House GOP leaders reach budget deal with Obama

House GOP leaders struck a budget deal with the White House, vote possible soon

House GOP leaders struck a budget deal made with the White House just before midnight Monday aimed at averting a government shutdown and forestalling a debt crisis.

Speaker John Boehner’s hard-won agreement with President Barack Obama encountered immediate resistance when presented to Republican House members on Monday night.

The pact, in concert with a must-pass increase in the federal borrowing limit, would solve the thorniest issues awaiting Rep. Paul Ryan, R-Wis., who is expected to be elected speaker on Thursday.

And by keeping  the government financed through Sept. 30, 2017, the agreement would also take budget showdowns and government shutdown fights off the table until after the 2016 presidential election, a potential boon to Republican candidates who might otherwise face uncomfortable questions about the GOP-led Congress.

House GOP leaders officially released the measure just before midnight Monday in preparation for a vote on Wednesday. A bitterly divided Congress approved a stopgap spending bill last month.

Congress must raise the federal borrowing limit by Nov. 3 or risk a first-ever default, while money to pay for government operations runs out Dec. 11 unless Congress acts. The emerging framework would give both the Pentagon and domestic agencies two years of budget relief of $80 billion in exchange for cuts elsewhere in the budget.

Outlined for rank-and-file Republicans in a closed-door session Monday night, the budget relief would total $50 billion in the first year and $30 billion in the second year.

“Let's declare success,” House Majority Leader Kevin McCarthy, R-Calif., told Republicans, according to Rep. David Jolly, R-Fla., as the leadership sought to rally support for the emerging deal.

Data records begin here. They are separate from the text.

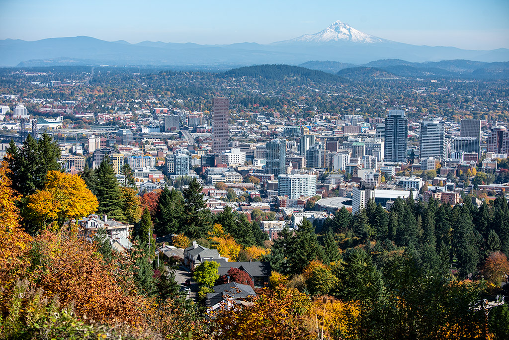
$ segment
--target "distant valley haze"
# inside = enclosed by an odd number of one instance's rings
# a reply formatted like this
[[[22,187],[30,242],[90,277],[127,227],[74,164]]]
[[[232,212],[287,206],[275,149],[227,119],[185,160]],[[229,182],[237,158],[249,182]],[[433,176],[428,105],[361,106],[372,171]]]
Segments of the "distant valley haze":
[[[0,10],[4,67],[509,61],[509,2],[500,0],[0,0]]]

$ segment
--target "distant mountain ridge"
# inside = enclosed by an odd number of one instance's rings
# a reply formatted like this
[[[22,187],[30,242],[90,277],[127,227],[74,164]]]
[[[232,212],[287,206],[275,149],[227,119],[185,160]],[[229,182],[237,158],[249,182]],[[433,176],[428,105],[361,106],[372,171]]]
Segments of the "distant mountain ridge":
[[[400,59],[410,63],[465,59],[509,61],[509,49],[464,50],[416,46],[390,41],[336,21],[320,32],[267,44],[240,43],[199,45],[192,43],[123,40],[105,41],[86,36],[36,41],[0,40],[0,66],[61,65],[206,66],[219,69],[265,64],[298,65],[315,60],[362,65],[374,60]],[[410,66],[410,65],[408,65]]]

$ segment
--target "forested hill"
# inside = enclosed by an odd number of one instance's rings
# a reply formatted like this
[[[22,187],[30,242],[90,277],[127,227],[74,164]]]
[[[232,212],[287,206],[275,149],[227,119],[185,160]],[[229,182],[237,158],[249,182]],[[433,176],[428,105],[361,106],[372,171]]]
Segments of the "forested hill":
[[[224,74],[231,77],[254,77],[273,80],[282,80],[295,77],[305,78],[313,81],[341,81],[342,80],[335,74],[287,65],[262,65],[240,67],[227,71]]]

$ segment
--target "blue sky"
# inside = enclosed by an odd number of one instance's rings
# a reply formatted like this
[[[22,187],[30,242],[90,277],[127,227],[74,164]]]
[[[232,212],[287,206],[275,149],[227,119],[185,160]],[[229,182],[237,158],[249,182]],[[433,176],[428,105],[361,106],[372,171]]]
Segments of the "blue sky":
[[[0,0],[0,39],[268,43],[340,20],[416,45],[509,48],[509,0]]]

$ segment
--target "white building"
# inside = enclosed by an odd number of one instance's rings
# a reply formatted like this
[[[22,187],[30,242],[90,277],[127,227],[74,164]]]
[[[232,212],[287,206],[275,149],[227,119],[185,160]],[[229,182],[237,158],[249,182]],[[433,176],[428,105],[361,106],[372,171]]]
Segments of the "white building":
[[[317,177],[314,175],[280,175],[278,178],[278,194],[288,198],[314,196],[317,193]]]
[[[221,163],[226,163],[229,166],[243,165],[246,162],[246,153],[240,151],[240,148],[233,148],[221,154]]]
[[[156,158],[152,156],[134,156],[127,158],[127,162],[131,168],[154,167],[156,165]]]
[[[14,118],[30,118],[29,110],[25,107],[25,105],[22,104],[18,104],[14,108]]]
[[[92,135],[89,137],[89,152],[92,153],[98,149],[101,148],[101,137]]]
[[[350,163],[350,153],[338,152],[332,157],[332,168],[334,171],[343,171]]]

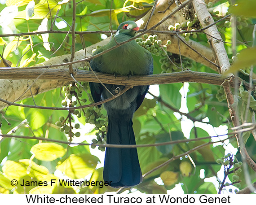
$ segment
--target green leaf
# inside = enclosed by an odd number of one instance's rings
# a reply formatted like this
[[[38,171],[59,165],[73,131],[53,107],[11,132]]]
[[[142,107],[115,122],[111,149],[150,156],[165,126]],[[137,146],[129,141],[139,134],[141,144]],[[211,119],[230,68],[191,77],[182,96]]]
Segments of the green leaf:
[[[51,9],[52,15],[53,15],[62,6],[58,5],[57,2],[54,0],[47,1],[44,0],[40,0],[40,1],[35,4],[34,8],[34,14],[35,15],[30,17],[30,19],[42,19],[46,17],[50,17],[49,8]],[[26,11],[23,10],[19,11],[15,18],[26,19]]]
[[[177,182],[179,174],[172,171],[165,171],[160,174],[163,182],[167,186],[171,186]]]
[[[13,186],[11,184],[11,180],[0,173],[0,186],[7,189],[12,189]]]
[[[256,1],[255,0],[240,0],[231,6],[229,11],[235,15],[256,17]]]
[[[181,131],[173,131],[171,132],[172,141],[177,140],[183,140],[185,139],[183,133]],[[171,141],[171,136],[169,133],[164,133],[155,136],[156,138],[156,143],[162,142],[170,142]],[[172,150],[172,148],[175,144],[167,144],[166,145],[158,146],[156,147],[157,149],[163,154],[170,153]]]
[[[90,154],[84,154],[80,156],[71,154],[58,165],[56,169],[71,179],[81,179],[93,172],[98,161],[98,157]]]
[[[27,173],[31,173],[38,179],[42,179],[44,175],[49,174],[49,170],[46,167],[42,165],[38,165],[28,159],[20,159],[19,162],[26,166]]]
[[[159,85],[160,96],[165,102],[179,109],[181,101],[181,95],[179,91],[183,85],[182,83]]]
[[[35,144],[32,147],[30,151],[35,154],[37,159],[50,161],[62,157],[66,149],[55,143],[44,142]]]
[[[240,69],[256,64],[256,47],[248,48],[239,52],[240,55],[238,56],[237,60],[223,74],[224,75],[234,73]]]
[[[88,9],[88,7],[86,6],[84,8],[84,9],[79,14],[77,14],[78,16],[84,16],[86,13],[87,13],[87,10]]]
[[[243,85],[243,82],[242,82],[240,85],[239,90],[242,99],[247,104],[248,98],[250,93],[249,92],[244,90]],[[252,109],[256,110],[256,100],[255,100],[252,95],[250,96],[250,107]]]
[[[154,143],[155,141],[155,139],[149,136],[146,136],[145,138],[142,139],[141,138],[141,137],[140,139],[137,140],[137,144],[152,144]],[[144,168],[147,166],[149,163],[158,161],[162,155],[156,148],[154,146],[138,148],[137,150],[142,172],[143,172],[143,171],[144,170]]]
[[[30,194],[50,194],[53,192],[55,187],[46,186],[45,187],[38,186],[31,189],[29,193]]]

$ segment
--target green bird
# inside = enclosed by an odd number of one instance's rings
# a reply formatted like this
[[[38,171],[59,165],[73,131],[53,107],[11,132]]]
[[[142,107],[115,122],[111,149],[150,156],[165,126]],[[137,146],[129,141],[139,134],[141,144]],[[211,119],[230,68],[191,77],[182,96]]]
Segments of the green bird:
[[[107,44],[97,49],[95,55],[130,39],[139,30],[136,23],[128,21],[120,24],[115,35]],[[134,40],[93,59],[90,65],[94,71],[102,73],[130,76],[153,74],[153,58],[150,52],[139,45]],[[105,84],[113,95],[118,85]],[[90,83],[95,102],[112,95],[100,83]],[[108,117],[106,135],[108,144],[136,144],[132,129],[133,113],[141,104],[148,86],[134,86],[123,95],[104,104]],[[115,188],[130,187],[141,183],[141,171],[136,148],[107,148],[103,170],[104,181]]]

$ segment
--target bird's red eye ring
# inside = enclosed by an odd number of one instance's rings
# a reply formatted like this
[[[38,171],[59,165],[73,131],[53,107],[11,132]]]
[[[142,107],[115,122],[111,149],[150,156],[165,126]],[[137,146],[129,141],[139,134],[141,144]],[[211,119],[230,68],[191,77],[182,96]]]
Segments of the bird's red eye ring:
[[[127,23],[126,24],[124,24],[124,26],[123,26],[123,28],[124,28],[125,29],[126,29],[127,28],[127,26],[128,26],[128,24]]]

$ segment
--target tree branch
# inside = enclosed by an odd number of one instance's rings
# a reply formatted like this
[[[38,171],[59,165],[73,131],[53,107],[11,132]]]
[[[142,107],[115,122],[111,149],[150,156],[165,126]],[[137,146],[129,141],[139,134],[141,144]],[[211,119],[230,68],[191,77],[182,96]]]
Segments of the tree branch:
[[[206,27],[209,24],[212,24],[214,21],[212,17],[207,10],[205,3],[203,0],[194,0],[193,1],[195,11],[197,15],[198,18],[202,24],[203,27]],[[225,50],[223,42],[216,39],[222,39],[220,33],[215,25],[208,28],[206,32],[208,35],[207,38],[208,42],[212,48],[213,51],[216,56],[218,63],[220,66],[218,69],[220,74],[223,73],[229,69],[230,67],[229,58],[227,52]],[[211,37],[214,36],[214,39]],[[232,105],[234,100],[230,87],[223,86],[224,92],[226,94],[230,115],[234,126],[237,127],[239,125],[239,117]],[[251,158],[248,154],[245,144],[243,143],[243,140],[240,139],[239,135],[236,135],[236,137],[238,147],[240,147],[241,154],[247,164],[252,169],[256,172],[256,163]]]
[[[44,69],[16,70],[15,69],[1,69],[0,79],[9,80],[34,79],[45,71]],[[162,84],[169,84],[177,83],[198,83],[227,86],[234,87],[234,79],[230,81],[221,74],[204,73],[202,72],[185,70],[174,73],[154,74],[148,75],[133,75],[128,76],[117,76],[95,72],[94,74],[88,70],[76,70],[74,77],[78,81],[99,83],[99,79],[104,83],[115,85],[137,86]],[[49,69],[40,77],[40,79],[58,80],[71,82],[73,82],[67,69]],[[238,79],[240,83],[240,79]]]

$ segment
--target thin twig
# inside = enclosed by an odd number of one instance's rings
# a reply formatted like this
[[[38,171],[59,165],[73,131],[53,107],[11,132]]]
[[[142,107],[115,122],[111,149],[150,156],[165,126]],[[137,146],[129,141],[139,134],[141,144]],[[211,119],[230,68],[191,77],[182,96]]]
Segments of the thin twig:
[[[148,20],[147,21],[146,25],[145,25],[145,26],[144,27],[144,28],[143,29],[144,30],[146,30],[148,27],[148,26],[149,25],[149,23],[150,22],[151,18],[152,17],[153,14],[154,14],[154,10],[155,9],[155,8],[156,7],[156,5],[157,4],[157,2],[158,1],[158,0],[155,0],[155,1],[154,2],[154,5],[153,6],[152,9],[151,9],[150,16],[149,16],[149,18],[148,18]]]

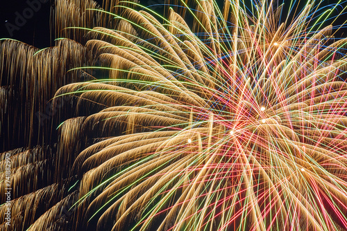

A chief selling point for GOP leaders is that the alternative is chaos and a stand-alone debt limit increase that might be forced on Republicans. But conservatives in the conference who drove Boehner to resign were not ready to fall in line.

“This is again just the umpteenth time that you have this big, big, huge deal that'll last for two years and we were told nothing about it,” said Rep. John Fleming of Louisiana.

The measure under discussion would suspend the current $18.1 trillion debt limit through March 2017.

The budget side of the deal is aimed at undoing automatic spending cuts that are a byproduct of a 2011 budget and debt deal and the failure of Washington to subsequently tackle the government's fiscal woes. GOP defense hawks are a driving force, intent on reversing the automatic cuts and getting more money for the military.

The focus is on setting a new overall spending limit for agencies whose operating budgets are set by Congress each year. It will be up to the House and Senate Appropriations committees to produce a detailed omnibus spending bill by the Dec. 11 deadline.

The tentative pact anticipates designating further increases for the Pentagon as emergency war funds that can be made exempt from budget caps. Offsetting spending cuts that would pay for domestic spending increases included curbs on certain Medicare payments for outpatient services provided by hospitals and an extension of a 2 percent cut in Medicare payments to doctors through the end of a 10-year budget.

There's also a drawdown from the Strategic Petroleum Reserve, reforms to crop insurance and savings reaped from a Justice Department funds for crime victims and involving assets seized from criminals.

Negotiators looked to address two other key issues as well: a shortfall looming next year in Social Security payments to the disabled and a large increase for many retirees in Medicare premiums and deductibles for doctors' visits and other outpatient care.

The deal, which would apply to the 2016–17 budget years, resembles a pact that Ryan himself put together two years ago in concert with Sen. Patty Murray, D-Wash., that eased automatic spending cuts for the 2014–15 budget years. A lot of conservatives disliked that measure.

The deal, which would apply to the 2016–17 budget years, would make good on a promise Boehner made in the days after announcing his surprise resignation from Congress last month. He said at the time, “I don't want to leave my successor a dirty barn. I want to clean the barn up a little bit before the next person gets there.”